そのため、ルート交換や薬剤投与などで接続部を操作するときは、施設の手順に沿って接続部を十分に消毒します。
日本麻酔科学会のガイドでは、薬液投与の前後に、接続部を70%アルコールまたは1%クロルヘキシジンアルコールで十分に消毒することが示されています。
ここで大切なのは、消毒薬を使ったかどうかだけではありません。
- 接続部を操作する前に消毒する
- 消毒後に不用意に触れない
- 消毒が不十分なまま接続しない
- 接続部を開放したままにしない
という一連の流れです。
2.空気の混入や空気塞栓を防ぐ
CVCのルートが大気に開放されると、ルート内に空気が入り込む可能性があります。
特に中心静脈は、状況によっては大気との圧力差によって空気が流入しやすくなることがあります。
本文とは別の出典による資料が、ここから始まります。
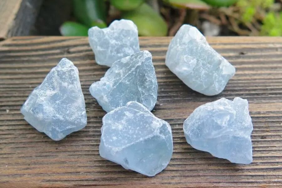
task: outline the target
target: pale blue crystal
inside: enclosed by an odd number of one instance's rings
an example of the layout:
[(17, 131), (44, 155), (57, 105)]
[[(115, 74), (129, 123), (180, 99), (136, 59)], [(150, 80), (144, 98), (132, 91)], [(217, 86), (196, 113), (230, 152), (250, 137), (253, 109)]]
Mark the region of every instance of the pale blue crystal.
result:
[(171, 129), (137, 102), (129, 102), (103, 118), (99, 146), (102, 157), (149, 176), (160, 172), (172, 154)]
[(218, 94), (235, 68), (209, 45), (196, 28), (182, 25), (170, 42), (165, 64), (188, 87), (206, 95)]
[(89, 43), (98, 64), (111, 66), (116, 60), (139, 50), (137, 27), (131, 20), (115, 20), (108, 27), (88, 31)]
[(72, 62), (62, 59), (31, 92), (21, 112), (29, 124), (54, 140), (84, 128), (85, 103)]
[(253, 160), (253, 124), (246, 99), (223, 98), (201, 105), (184, 122), (183, 129), (193, 148), (232, 163)]
[(138, 102), (151, 110), (158, 91), (152, 55), (144, 50), (118, 60), (89, 90), (107, 112), (129, 101)]

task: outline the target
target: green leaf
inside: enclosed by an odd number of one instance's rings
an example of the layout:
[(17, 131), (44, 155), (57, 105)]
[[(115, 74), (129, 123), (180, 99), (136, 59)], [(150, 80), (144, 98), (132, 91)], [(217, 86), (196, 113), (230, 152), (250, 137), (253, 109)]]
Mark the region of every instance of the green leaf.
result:
[(229, 7), (237, 2), (238, 0), (203, 0), (215, 7)]
[(106, 20), (106, 8), (102, 0), (73, 0), (75, 16), (81, 23), (89, 27), (98, 26), (93, 23), (103, 23)]
[(207, 10), (210, 6), (201, 0), (167, 0), (167, 2), (174, 7), (192, 9)]
[(242, 15), (242, 19), (245, 23), (250, 22), (253, 20), (253, 16), (256, 13), (255, 8), (253, 7), (248, 7)]
[(131, 10), (140, 6), (143, 1), (143, 0), (111, 0), (111, 4), (121, 10)]
[(260, 34), (270, 36), (282, 36), (282, 12), (268, 13), (263, 21)]
[(74, 22), (66, 22), (60, 27), (60, 32), (64, 36), (87, 36), (88, 28)]
[(134, 23), (139, 35), (164, 36), (167, 33), (167, 25), (164, 19), (146, 3), (134, 11), (123, 13), (122, 17)]

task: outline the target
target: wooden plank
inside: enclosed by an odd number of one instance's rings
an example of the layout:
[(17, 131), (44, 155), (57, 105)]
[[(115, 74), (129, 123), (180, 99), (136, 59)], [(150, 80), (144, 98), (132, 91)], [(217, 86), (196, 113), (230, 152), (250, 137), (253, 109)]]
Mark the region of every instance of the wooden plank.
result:
[[(159, 84), (153, 113), (169, 123), (174, 153), (165, 170), (153, 177), (127, 170), (99, 155), (105, 114), (88, 89), (107, 68), (99, 65), (84, 37), (17, 37), (0, 43), (0, 187), (281, 187), (282, 38), (208, 38), (236, 67), (223, 92), (207, 97), (192, 91), (165, 66), (169, 37), (140, 38), (150, 51)], [(32, 90), (60, 59), (78, 68), (86, 105), (86, 127), (58, 142), (25, 122), (20, 112)], [(222, 97), (250, 103), (253, 161), (235, 164), (192, 148), (182, 129), (199, 106)]]
[(42, 0), (0, 0), (0, 40), (30, 33)]

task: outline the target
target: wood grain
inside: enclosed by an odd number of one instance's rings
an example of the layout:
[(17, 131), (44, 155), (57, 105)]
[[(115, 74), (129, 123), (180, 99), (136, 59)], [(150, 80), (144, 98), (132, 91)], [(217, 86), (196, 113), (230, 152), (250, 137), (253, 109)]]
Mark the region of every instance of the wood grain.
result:
[(42, 0), (0, 0), (0, 40), (28, 35)]
[[(149, 177), (124, 169), (99, 154), (105, 114), (88, 88), (108, 68), (97, 65), (86, 38), (17, 37), (0, 42), (0, 187), (282, 187), (282, 38), (208, 38), (236, 67), (219, 95), (193, 91), (165, 65), (171, 38), (140, 38), (152, 53), (159, 89), (153, 113), (173, 131), (172, 158)], [(23, 118), (20, 108), (60, 59), (78, 68), (88, 124), (61, 141), (52, 141)], [(199, 106), (222, 97), (247, 99), (253, 124), (253, 161), (235, 164), (192, 148), (182, 130)]]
空気が血管内に入ると、空気塞栓につながるおそれがあります。
PMDAの事例資料「中心静脈に留置するカテーテル使用時の空気塞栓事例について」では、閉鎖式コネクタの使用によって、中心静脈ラインが大気に開放されるリスクを低減できるとされています。
ざっくり言うと、閉鎖式コネクタは、接続部を操作するときにもルートが大気にさらされにくくするための器具です。
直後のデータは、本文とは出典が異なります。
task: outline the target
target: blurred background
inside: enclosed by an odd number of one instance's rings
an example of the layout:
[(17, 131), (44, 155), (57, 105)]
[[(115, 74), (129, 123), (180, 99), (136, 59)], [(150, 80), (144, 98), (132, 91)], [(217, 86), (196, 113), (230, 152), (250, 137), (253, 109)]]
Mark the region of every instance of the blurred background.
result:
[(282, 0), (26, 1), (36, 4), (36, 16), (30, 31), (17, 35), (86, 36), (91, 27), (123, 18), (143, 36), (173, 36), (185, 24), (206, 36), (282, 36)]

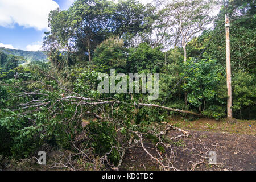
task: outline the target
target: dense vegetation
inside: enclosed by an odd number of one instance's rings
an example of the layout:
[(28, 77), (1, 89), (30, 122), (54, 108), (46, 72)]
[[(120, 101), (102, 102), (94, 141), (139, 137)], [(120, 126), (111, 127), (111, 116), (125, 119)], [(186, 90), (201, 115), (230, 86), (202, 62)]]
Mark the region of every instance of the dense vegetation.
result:
[[(79, 158), (88, 163), (119, 167), (139, 133), (151, 131), (147, 136), (153, 137), (159, 133), (154, 123), (167, 115), (192, 117), (138, 103), (225, 118), (225, 11), (231, 19), (233, 115), (255, 119), (255, 1), (230, 1), (217, 17), (210, 13), (221, 6), (218, 1), (156, 4), (161, 6), (77, 0), (49, 14), (51, 31), (44, 38), (49, 63), (18, 66), (14, 56), (0, 53), (0, 152), (20, 158), (49, 147), (85, 148), (90, 155)], [(210, 23), (214, 28), (207, 28)], [(98, 73), (110, 75), (113, 68), (116, 74), (159, 73), (159, 97), (100, 94)]]

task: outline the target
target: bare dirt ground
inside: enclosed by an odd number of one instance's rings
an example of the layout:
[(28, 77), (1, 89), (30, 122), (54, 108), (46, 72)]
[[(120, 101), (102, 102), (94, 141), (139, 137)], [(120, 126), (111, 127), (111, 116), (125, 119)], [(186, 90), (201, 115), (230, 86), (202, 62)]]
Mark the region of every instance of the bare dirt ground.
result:
[[(170, 123), (189, 131), (194, 136), (179, 138), (172, 143), (175, 154), (172, 163), (177, 169), (256, 170), (255, 121), (238, 121), (228, 124), (208, 119), (185, 121), (180, 118), (171, 120)], [(179, 134), (179, 131), (172, 130), (168, 136)], [(147, 150), (154, 154), (152, 142), (146, 140), (144, 143)], [(216, 152), (216, 165), (209, 163), (210, 151)], [(195, 164), (198, 164), (195, 166)], [(159, 167), (142, 148), (137, 148), (127, 152), (122, 169), (159, 170)]]

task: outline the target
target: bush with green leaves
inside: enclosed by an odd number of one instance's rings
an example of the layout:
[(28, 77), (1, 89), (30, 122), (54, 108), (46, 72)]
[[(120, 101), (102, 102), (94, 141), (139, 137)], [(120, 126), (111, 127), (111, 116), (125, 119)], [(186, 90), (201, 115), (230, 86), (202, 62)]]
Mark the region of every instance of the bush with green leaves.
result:
[(192, 60), (186, 66), (188, 72), (183, 87), (188, 93), (187, 100), (192, 107), (217, 119), (225, 115), (221, 107), (226, 98), (225, 78), (217, 60), (204, 59), (194, 63)]

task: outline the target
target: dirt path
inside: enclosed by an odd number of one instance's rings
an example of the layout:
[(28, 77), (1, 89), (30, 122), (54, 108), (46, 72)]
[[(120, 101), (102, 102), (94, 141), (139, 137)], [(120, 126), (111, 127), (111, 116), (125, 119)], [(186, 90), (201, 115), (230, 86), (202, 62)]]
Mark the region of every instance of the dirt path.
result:
[[(179, 138), (172, 144), (175, 154), (173, 164), (178, 169), (191, 170), (193, 164), (204, 159), (195, 170), (256, 170), (256, 136), (193, 130), (191, 134), (195, 138)], [(178, 131), (169, 134), (170, 137), (179, 134)], [(149, 140), (145, 144), (154, 153), (154, 145)], [(210, 151), (216, 152), (216, 165), (209, 164)], [(122, 169), (159, 170), (159, 167), (141, 148), (138, 148), (127, 153)]]

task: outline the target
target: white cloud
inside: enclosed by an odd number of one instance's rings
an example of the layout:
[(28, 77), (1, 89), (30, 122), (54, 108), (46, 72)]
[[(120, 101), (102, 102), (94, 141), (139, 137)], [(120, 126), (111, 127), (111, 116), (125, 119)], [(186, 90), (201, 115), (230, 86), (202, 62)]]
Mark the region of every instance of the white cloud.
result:
[(17, 49), (16, 48), (15, 48), (11, 44), (4, 44), (3, 43), (0, 43), (0, 47), (4, 47), (6, 49)]
[(26, 48), (28, 51), (36, 51), (42, 49), (41, 44), (27, 45)]
[(25, 28), (48, 30), (48, 14), (58, 7), (53, 0), (0, 0), (0, 26), (10, 28), (18, 23)]
[(65, 0), (64, 4), (63, 5), (63, 9), (64, 10), (68, 10), (68, 8), (72, 5), (75, 0)]

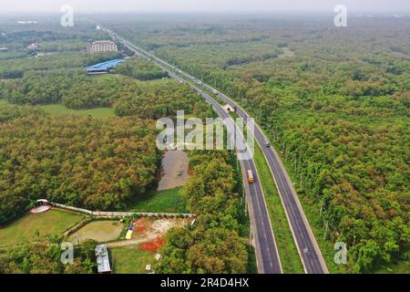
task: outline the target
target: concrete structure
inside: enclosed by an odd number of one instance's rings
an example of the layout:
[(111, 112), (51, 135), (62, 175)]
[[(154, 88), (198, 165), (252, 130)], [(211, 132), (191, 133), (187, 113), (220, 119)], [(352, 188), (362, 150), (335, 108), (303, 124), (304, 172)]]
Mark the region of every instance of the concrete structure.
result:
[(111, 274), (111, 266), (109, 265), (109, 256), (107, 245), (99, 245), (96, 246), (97, 265), (99, 274)]
[(88, 43), (88, 47), (87, 47), (88, 54), (117, 52), (118, 50), (116, 43), (109, 40), (98, 40)]
[(117, 67), (118, 64), (123, 63), (124, 60), (122, 59), (117, 59), (117, 60), (111, 60), (107, 61), (104, 63), (99, 63), (94, 66), (90, 66), (87, 68), (87, 71), (88, 74), (105, 74), (108, 73), (108, 70)]

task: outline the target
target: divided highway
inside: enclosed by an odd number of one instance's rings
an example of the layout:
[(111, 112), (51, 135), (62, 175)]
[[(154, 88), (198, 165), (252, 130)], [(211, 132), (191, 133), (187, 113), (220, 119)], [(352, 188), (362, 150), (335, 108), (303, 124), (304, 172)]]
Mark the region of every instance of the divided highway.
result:
[[(135, 45), (129, 43), (124, 38), (118, 36), (117, 34), (108, 29), (104, 29), (111, 37), (118, 39), (130, 50), (137, 55), (144, 57), (155, 62), (162, 69), (166, 70), (169, 75), (176, 79), (178, 82), (185, 82), (186, 79), (196, 80), (195, 78), (178, 70), (173, 66), (164, 62), (155, 56), (138, 48)], [(180, 76), (183, 78), (181, 78)], [(235, 125), (231, 116), (224, 110), (224, 109), (212, 98), (206, 93), (200, 87), (190, 84), (190, 87), (197, 90), (207, 102), (209, 102), (221, 119), (230, 120), (231, 125)], [(201, 83), (200, 84), (201, 85)], [(236, 127), (236, 126), (235, 126)], [(246, 150), (246, 143), (244, 138), (241, 136), (237, 140), (237, 151), (239, 149)], [(258, 272), (260, 274), (282, 274), (282, 268), (279, 253), (274, 239), (273, 229), (272, 228), (271, 219), (263, 194), (263, 190), (257, 175), (257, 170), (253, 160), (240, 161), (244, 178), (243, 184), (247, 194), (247, 202), (250, 211), (251, 224), (255, 242), (256, 260), (258, 266)], [(251, 170), (254, 176), (254, 183), (249, 183), (247, 181), (247, 171)]]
ただし、閉鎖式コネクタを使用していても、接続部の外れや破損、誤った操作による開放を完全に防げるわけではありません。使用前には、接続状態やルート内の気泡などを確認します。
3.血液逆流による閉塞を防ぐ
輸液が終了したあと、カテーテル内へ血液が逆流すると、血液が凝固して血栓となり、カテーテル閉塞の原因になることがあります。
そこで、投与後に生理食塩液でフラッシュし、カテーテル内に残った薬液や血液を押し流します。
また、中心静脈ポートの管理に関するガイドラインでは、投与終了後に生理食塩液でフラッシュし、その後、ヘパリン加生理食塩液で陽圧ロックして抜去する方法が示されています。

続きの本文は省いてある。